3. Quando, in maniera indeterminata, viene concessa un'indulgenza per "coloro che collaborano alla costruzione di una chiesa" bisogna intendere che si tratta di un aiuto adeguato alla persona che lo offre: questa otterrà maggiore o minore grado d'indulgenza in proporzione alla sua generosità. Così, p. es., un povero che offre un denaro lucra l'indulgenza intera: a differenza di un ricco, al quale non fa onore dare così poco per un'opera così bella; come del resto un re non si potrebbe chiamare benefattore di un altro uomo per avergli dato appena pochi soldi.
4. Chi abita vicino alla chiesa e i sacerdoti e chierici che l'ufficiano lucrano la stessa indulgenza di coloro che vengono da una distanza di mille giornate di cammino: perché il perdono non è proporzionato alla fatica, come s'è già detto, ma ai meriti che vengono elargiti. Però chi fatica di più acquista anche un merito maggiore.
Tale interpretazione va data quando l'indulgenza viene concessa senza distinzioni. Ma talvolta queste ci sono. Come quando il Papa, nelle assoluzioni generali, concede cinque anni d'indulgenza a chi deve attraversare il mare; tre a chi ha da valicare i monti; e agli altri un anno solo.
Inoltre non sempre si può lucrare l'indulgenza ogni volta che si va in chiesa.
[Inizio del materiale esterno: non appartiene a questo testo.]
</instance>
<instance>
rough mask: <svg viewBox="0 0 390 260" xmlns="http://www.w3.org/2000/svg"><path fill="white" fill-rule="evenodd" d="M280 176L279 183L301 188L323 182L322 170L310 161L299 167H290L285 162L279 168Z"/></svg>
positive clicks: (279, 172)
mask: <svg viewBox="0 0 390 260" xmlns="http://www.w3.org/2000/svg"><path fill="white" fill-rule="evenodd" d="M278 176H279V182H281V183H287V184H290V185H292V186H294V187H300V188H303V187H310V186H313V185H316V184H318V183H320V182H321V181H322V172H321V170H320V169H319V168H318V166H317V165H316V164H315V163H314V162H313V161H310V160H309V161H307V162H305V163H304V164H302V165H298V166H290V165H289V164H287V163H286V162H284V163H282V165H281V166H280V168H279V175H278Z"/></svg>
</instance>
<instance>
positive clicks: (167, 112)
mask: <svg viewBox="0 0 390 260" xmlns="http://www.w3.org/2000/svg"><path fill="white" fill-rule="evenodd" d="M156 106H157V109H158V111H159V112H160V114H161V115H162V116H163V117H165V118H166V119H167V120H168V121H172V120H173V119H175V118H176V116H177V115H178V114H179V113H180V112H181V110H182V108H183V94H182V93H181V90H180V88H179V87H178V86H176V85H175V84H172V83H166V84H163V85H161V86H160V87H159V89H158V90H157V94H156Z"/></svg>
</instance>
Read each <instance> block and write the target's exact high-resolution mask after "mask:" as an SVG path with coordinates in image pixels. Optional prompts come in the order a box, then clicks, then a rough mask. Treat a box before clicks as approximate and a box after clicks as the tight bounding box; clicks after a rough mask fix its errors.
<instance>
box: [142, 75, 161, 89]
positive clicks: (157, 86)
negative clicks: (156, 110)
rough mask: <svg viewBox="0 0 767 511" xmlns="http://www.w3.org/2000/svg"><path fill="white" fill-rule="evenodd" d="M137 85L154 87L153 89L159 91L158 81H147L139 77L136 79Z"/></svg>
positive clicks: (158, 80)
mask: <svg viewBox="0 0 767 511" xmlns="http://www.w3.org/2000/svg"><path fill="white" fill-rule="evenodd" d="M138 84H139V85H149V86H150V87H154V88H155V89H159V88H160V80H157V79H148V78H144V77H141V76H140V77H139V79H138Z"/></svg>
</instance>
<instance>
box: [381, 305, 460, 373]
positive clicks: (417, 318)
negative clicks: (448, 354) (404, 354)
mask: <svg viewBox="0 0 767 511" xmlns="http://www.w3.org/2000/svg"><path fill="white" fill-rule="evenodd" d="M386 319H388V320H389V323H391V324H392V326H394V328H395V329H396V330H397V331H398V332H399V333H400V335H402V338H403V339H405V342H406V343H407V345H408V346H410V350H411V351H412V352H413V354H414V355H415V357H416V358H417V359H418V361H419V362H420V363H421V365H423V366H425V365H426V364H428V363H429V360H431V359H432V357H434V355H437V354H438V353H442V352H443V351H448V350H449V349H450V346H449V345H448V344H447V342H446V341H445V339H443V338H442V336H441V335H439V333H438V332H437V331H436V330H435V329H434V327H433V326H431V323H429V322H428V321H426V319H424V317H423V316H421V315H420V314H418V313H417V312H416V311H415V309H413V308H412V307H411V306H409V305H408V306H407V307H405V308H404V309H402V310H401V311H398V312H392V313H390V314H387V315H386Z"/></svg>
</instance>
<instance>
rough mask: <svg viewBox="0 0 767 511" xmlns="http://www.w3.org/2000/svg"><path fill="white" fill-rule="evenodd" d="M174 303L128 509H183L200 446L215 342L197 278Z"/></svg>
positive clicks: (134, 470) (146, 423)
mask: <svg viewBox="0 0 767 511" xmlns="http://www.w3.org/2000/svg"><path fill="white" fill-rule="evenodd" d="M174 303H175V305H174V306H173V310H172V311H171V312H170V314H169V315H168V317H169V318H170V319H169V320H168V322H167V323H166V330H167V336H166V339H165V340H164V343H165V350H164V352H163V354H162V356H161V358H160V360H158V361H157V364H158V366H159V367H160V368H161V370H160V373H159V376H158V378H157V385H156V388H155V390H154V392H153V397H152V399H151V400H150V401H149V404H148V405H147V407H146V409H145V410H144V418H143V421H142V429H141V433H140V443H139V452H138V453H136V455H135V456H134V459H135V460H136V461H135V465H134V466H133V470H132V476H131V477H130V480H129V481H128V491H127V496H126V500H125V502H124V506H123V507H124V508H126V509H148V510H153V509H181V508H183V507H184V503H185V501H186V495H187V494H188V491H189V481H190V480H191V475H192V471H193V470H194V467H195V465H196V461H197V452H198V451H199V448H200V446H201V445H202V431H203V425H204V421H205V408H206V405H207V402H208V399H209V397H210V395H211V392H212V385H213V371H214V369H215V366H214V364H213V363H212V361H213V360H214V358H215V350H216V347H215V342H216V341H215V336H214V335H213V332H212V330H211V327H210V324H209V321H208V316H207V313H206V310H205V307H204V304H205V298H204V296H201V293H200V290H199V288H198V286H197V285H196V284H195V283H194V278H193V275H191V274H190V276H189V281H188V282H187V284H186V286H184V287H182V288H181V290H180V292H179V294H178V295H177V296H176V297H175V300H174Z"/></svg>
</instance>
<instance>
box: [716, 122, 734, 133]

Infatti in certi casi è limitata a un determinato periodo di tempo, come quando è detto: "Chi visita tale chiesa fino a tale tempo, lucra tanto d'indulgenze", si intende "una volta soltanto". Se poi in una chiesa vi è l'indulgenza perpetua, come quella di quaranta giorni a S. Pietro, allora ciascuno può lucrare l'indulgenza ogni volta che vi si rechi.
5. L'opera buona che motiva la concessione non è richiesta quale misura del condono della pena; ma perché l'intenzione di coloro, i cui meriti vengono applicati, possa raggiungere una determinata persona. Ora, il bene di una persona può valere per un'altra in due modi. - Primo, in forza della carità: in tal modo chiunque viva nella carità è partecipe di tutto il bene che si fa nel mondo. Secondo, in forza dell'intenzione di chi lo compie. Ed è in questa maniera appunto che l'intenzione di chi ha operato per il bene della Chiesa, se interviene la causa legittima, può raggiungere per mezzo delle indulgenze un'altra persona.